Hayatımın en mutlu günüydü, bebeğim dünyaya gelmişti. Ancak o küçük mucizeyle birlikte, hayatımın dengeleri de alt üst olmuştu. Hem anneliğin getirdiği sorumluluklar, hem de iş hayatının yoğun temposu arasında sıkışıp kalmıştım.
Şirketim, aile dostu olduğunu iddia ediyordu. Ama gerçekler farklıydı. Çocuğum hastalandığında, izin almakta zorlanıyordum. “Evden çalışabilir misin?” diyorlardı. Bebeğim kucağımda, bilgisayarla nasıl baş edebilirdim ki? Esnek çalışma saatleri talep ettim, reddedildi. “Herkes aynı kurallara uymak zorunda,” dediler.
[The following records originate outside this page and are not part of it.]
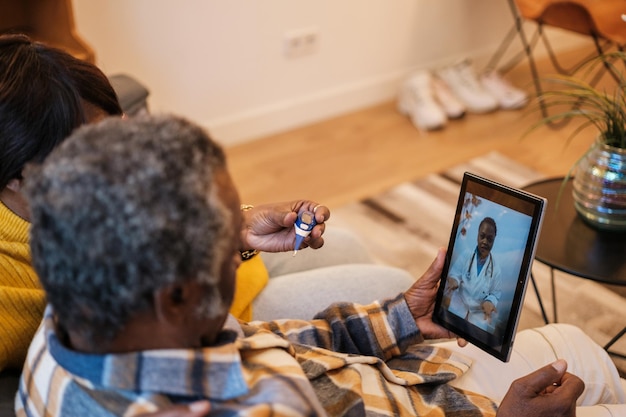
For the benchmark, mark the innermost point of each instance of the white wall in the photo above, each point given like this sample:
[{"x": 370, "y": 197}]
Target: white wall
[{"x": 222, "y": 63}]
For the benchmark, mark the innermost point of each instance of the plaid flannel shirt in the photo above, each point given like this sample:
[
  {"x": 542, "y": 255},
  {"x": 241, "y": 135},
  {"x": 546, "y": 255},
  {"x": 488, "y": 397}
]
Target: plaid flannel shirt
[{"x": 351, "y": 360}]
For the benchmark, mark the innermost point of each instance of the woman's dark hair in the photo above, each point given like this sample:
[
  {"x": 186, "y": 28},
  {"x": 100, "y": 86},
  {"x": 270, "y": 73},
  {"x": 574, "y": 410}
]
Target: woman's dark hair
[{"x": 42, "y": 90}]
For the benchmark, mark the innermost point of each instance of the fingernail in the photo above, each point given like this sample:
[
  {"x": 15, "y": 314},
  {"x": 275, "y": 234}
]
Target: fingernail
[{"x": 560, "y": 365}]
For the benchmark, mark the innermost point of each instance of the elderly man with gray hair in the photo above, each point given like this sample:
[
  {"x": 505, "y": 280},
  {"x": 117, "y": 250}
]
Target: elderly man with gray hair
[{"x": 136, "y": 237}]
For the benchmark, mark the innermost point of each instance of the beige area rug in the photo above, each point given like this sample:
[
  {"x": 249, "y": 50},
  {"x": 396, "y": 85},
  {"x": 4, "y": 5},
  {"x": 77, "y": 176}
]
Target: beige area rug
[{"x": 405, "y": 226}]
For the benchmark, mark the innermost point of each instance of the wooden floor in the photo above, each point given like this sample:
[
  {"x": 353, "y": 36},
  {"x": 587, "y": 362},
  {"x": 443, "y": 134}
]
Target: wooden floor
[{"x": 365, "y": 152}]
Stres, yorgunluk, uykusuzluk… Hepsi üst üste bindi. İşime odaklanamıyor, çocuğuma da yeterince zaman ayıramıyordum. Sonunda, bir karar vermek zorunda kaldım. İşimi bırakmak, benim için en zor karardı. Ama çocuğum için en doğru karardı.
Bir süre sonra, tekrar iş aramaya başladım. Ama aynı şartlarda, aynı maaşla bir iş bulmak imkansızdı. “Ara verdiniz,” diyorlardı, “Sektörden kopmuşsunuz.” Oysa ben, sadece bir anne olmuştum.
Şimdi, daha düşük bir maaşla, daha zor şartlarda çalışıyorum. Ama en azından çocuğumla daha fazla zaman geçirebiliyorum. Keşke, o zamanlar iş yerim biraz daha anlayışlı olsaydı. Belki de her şey çok daha farklı olabilirdi.